Naturalmente, un governo prudente che vuole tutelare i conti pubblici non farebbe tutto in un colpo, ma sarebbe più graduale nel suo approccio. L’idea di affrontare la questione della flat tax in diverse fasi, indicata ieri da Alberto Bagnai, possibile sottosegretario al ministero dell’Economia, va in questa direzione. Il leghista ha detto che c’è «un accordo sul fatto di far partire la fiat tax sui redditi di impresa a partire dall’anno prossimo. Il primo anno per le imprese e poi a partire dal secondo anno si prevede di applicarla alle famiglie». Comunque, complessivamente, il costo della flat tax, anche se fosse introdotta in due tempi, ammonterebbe ad almeno 50 miliardi all’anno, in termini di mancato gettito al Fisco. Ci sono cose più efficaci che costano meno. Con 5-10 miliardi all’anno si potrebbe rimettere in campo la detassazione delle assunzioni per giovani, esodati e donne. Con 7 miliardi di euro si potrebbe ridurre l’Irap di un terzo. Con circa 12 miliardi si potrebbero ridurre di 4 punti le due aliquote intermedie dell’Irpef.

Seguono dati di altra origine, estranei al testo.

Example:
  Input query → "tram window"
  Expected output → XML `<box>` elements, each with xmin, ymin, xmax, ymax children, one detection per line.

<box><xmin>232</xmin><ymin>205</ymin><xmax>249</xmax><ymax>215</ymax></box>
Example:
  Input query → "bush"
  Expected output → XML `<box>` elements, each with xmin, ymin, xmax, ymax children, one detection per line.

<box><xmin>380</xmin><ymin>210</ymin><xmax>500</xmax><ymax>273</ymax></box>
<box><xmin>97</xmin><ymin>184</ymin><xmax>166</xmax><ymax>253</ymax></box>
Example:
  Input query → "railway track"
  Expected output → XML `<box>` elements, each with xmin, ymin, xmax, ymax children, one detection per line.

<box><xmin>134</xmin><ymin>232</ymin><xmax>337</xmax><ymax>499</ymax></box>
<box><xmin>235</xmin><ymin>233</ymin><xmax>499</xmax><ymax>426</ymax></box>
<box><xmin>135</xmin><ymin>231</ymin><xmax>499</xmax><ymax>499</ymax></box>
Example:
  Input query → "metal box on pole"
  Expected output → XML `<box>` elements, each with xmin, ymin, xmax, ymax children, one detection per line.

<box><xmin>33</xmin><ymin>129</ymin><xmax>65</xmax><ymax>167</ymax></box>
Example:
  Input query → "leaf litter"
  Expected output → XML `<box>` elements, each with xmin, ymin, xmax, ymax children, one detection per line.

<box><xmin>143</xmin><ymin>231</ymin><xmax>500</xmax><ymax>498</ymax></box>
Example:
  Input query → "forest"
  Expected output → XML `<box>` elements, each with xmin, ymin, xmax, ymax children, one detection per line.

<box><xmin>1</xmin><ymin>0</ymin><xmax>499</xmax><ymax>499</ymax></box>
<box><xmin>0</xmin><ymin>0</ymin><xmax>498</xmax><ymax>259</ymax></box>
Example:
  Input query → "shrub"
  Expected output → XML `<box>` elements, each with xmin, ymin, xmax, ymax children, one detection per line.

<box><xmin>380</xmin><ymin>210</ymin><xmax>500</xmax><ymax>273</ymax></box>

Un economista come il professor Tria dovrebbe avere come obiettivo la riduzione della pressione fiscale, ma accanto a una politica che mira a stimolare la crescita e la domanda. Aumentare l’Iva per finanziare parzialmente la flat tax, il reddito di cittadinanza (17 miliardi) o la quota 100 (10-15 miliardi) potrebbe funzionare, ma avrebbe un effetto recessivo sui consumi. L’aumento dell’Iva, in ogni caso, coprirebbe soltanto una parte di una delle misure che il nuovo governo vuole introdurre. E il resto?

Certo, l’arte di governare consiste proprio nella capacità di allocare risorse scarse e trovare le coperture perle priorità della politica economica. Bisogna capire, ed è questo il punto, se il nuovo governo cercherà di realizzare il suo programma in modo immediato o in via graduale, attraverso una serie di fasi temporali, spalmando e diluendo i costi.

Il governo deve decidere se vuole andare in Europa e davanti ai mercati mondiali con la faccia tosta e un atteggiamento menefreghista, o con il senso di responsabilità che richiede la tutela dei conti pubblici, visto che l’Italia è un Paese che ha in valigia 2.300 miliardi di debiti.

O si flirta con il rischio, senza preoccuparsi delle coperture e portando il Paese allo sfascio, o ci si conforma a un pragmatico senso del gradualismo. Laboratorio Italia. Coming soon.